The ability to monetize enterprise data gives companies the ability to seek new opportunities, expand into new markets and develop innovative new products. Data monetization is generating a lot of interest in the C-suite and corporate boardrooms; already, industry analysts have called enterprise data “the new cash cow” and “the new gold rush.”

CIOs along with sales and marketing executives are under pressure to turn data into new revenue opportunities. If your company already collects usage data for your customers, how can your internal teams use that data to create new sources of revenue?

Gaining Actionable Intelligence from Usage Data

Using usage trends, you can identify the best customers to target for cross-selling of additional products or services. You can predict, with a high degree of accuracy, which customers are likely to accept an upsell to a higher level of service.

Usage data can also reveal customers with patterns of low usage who may be unsatisfied or who may not be fully utilizing your product. If you can remediate their concerns, you can reduce customer churn and improve the average lifetime value of your customers.

Choosing a Platform for Monetizing Your Data

Going forward, customer data will be among—if not the most—important assets of any enterprise. The best customers will be identified by data; the customer experience will be enhanced by data; and new products and services will be developed based on data.

In order to embrace the value of data at the enterprise level, your company will need a data monetization platform that can benefit the entire organization. The system should be able to collect and monitor real-time, digital customer activities, such as application usage or consumption of power, data, storage and bandwidth. These activities should be measured and recorded, along with any human and physical resources required to complete a project. You should be able to be easily bill customers based on this bundled resource usage.

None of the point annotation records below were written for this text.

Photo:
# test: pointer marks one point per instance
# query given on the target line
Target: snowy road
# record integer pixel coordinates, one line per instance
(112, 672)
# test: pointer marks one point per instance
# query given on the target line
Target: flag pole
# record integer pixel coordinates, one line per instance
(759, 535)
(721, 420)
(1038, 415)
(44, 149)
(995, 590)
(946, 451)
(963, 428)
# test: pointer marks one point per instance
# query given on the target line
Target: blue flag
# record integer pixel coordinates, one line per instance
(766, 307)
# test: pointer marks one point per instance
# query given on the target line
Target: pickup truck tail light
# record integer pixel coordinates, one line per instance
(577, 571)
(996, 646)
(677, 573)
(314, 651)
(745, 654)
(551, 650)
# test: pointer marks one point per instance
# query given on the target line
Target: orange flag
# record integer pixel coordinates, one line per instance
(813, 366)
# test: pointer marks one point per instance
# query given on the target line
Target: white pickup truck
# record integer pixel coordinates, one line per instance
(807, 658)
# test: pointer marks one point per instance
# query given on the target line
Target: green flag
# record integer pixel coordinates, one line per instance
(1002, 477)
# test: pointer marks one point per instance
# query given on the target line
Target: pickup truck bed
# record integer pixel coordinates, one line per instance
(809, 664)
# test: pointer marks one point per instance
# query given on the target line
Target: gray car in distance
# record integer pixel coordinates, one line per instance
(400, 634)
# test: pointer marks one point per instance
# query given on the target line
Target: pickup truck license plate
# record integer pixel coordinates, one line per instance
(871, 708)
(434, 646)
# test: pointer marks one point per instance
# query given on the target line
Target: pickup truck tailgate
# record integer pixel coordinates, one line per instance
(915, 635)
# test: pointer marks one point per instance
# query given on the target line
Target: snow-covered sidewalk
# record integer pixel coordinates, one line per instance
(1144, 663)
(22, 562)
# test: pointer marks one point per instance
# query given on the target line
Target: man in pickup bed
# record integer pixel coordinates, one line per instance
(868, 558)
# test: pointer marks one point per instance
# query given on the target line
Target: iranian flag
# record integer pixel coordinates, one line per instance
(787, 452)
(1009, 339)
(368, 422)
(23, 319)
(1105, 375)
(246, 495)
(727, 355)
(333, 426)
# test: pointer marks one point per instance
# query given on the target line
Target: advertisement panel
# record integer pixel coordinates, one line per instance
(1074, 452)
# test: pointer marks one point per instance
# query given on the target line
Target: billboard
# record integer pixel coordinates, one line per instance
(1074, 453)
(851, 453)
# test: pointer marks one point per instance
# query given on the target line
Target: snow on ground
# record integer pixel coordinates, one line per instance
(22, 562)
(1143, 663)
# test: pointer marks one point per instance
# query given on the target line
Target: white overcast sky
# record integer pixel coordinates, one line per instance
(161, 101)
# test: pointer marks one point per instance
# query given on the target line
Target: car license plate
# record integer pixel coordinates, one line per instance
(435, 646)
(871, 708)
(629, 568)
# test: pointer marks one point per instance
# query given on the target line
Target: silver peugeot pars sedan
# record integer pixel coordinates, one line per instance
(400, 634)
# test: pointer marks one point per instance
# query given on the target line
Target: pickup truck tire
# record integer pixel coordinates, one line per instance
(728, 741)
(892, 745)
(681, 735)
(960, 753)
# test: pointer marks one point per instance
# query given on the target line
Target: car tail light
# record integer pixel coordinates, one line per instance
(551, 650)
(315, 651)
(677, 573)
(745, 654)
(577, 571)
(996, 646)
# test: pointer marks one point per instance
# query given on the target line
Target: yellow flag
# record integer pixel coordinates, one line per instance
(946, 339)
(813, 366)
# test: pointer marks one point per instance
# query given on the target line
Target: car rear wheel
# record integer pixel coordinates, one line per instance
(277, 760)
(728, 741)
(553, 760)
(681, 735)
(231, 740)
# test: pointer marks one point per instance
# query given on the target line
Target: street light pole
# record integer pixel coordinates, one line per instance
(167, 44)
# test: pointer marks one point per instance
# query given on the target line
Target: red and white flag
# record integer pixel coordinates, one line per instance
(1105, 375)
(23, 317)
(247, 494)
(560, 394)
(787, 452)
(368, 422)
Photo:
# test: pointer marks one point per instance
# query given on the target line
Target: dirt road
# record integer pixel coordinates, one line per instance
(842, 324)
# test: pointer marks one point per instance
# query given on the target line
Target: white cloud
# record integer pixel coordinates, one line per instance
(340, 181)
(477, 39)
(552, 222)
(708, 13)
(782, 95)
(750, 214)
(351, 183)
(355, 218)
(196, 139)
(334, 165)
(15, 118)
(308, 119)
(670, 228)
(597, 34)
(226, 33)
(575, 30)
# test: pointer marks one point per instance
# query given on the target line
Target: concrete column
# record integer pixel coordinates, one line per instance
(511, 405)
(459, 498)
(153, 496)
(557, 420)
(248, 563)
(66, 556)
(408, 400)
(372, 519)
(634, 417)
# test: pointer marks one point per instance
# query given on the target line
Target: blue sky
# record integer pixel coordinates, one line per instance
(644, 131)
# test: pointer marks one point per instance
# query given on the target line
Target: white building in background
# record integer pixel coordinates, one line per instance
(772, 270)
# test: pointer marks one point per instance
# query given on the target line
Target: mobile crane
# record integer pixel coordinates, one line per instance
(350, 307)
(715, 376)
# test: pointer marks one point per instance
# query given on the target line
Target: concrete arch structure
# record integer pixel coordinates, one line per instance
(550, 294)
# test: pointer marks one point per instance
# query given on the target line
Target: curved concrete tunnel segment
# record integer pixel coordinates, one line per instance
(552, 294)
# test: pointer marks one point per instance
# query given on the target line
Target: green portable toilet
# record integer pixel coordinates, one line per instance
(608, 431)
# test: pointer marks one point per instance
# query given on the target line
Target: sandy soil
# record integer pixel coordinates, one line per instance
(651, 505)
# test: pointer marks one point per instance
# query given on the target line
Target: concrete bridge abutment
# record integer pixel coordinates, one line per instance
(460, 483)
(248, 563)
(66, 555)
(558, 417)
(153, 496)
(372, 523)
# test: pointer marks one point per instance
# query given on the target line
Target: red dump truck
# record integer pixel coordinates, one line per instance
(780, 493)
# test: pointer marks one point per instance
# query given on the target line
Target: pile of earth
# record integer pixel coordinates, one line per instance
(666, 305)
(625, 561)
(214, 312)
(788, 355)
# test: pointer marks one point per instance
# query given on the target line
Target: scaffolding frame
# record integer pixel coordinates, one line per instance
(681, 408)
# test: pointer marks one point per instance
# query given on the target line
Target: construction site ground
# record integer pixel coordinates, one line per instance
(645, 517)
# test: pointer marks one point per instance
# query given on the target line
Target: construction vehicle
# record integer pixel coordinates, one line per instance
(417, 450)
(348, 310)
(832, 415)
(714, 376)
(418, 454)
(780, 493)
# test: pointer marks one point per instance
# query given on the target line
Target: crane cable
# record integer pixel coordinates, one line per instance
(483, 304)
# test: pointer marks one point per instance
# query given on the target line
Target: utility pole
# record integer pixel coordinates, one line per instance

Here are some of the most important capabilities a data monetization platform should deliver to your organization:

  • Flexibility and Scalability: Your customers’ preferences will change and so will the way you want to use and monetize your customer data. As your business grows, it’s likely that the amount of data you monetize will expand rapidly.
  • Usage Pre-Processing: As the amount of data collected explodes, it can be easy to overwhelm back-office software systems and bog down servers with data that is not needed to monetize products and services. Your monetization platform should use a usage rating engine to pre-process the usage data externally, sending only the relevant data to your system of record.
  • Rules-Based Rating: The usage rating engine should use rules that you can configure easily in order to control entitlements, services and containers. You should be able to create exclusionary or inclusionary rules for almost any packaging or service contract setup. Being able to leverage a powerful, agile rules-based rating engine will enable you to streamline your billing operations and keep costs under control.
  • High-Value Real-Time Usage: Your monetization platform will help you collect usage data a high degree of quality and granular detail. You’ll be able to leverage this real-time usage data to automate critical events within the bill cycle, such as sending upgrade offers or charging for overages to customers anytime.
  • Service Identifier Mapping: The tracking of physical components assigned to or used by customer is a critical step to leveraging usage data. It can be especially tricky if you need to track multiple devices across accounts. Cloud application and infrastructure providers in particular have better visibility into customer usage when multiple device identifiers can be applied to client accounts and used to customize billing.
  • Flexible Pricing Paradigms: Most ERP systems are limited by the pricing paradigms they can support, but a multi-dimensional data monetization platform has almost unlimited flexibility in packaging and pricing. You should be able to build rules logic as easily as you would create financial modeling using a formula in a spreadsheet.
  • Product Bundling: Many systems are limited by the product bundles and packaging strategies they support. This inevitably leads to product catalog creep; sometimes exploding to hundreds of thousands of needless variations created because of system limitations. You should be able to bundle produces or services together and create sub-allocations for cost basis. The monetization platform should also be able to manage discounts and pricing tiers, accurately and at scale.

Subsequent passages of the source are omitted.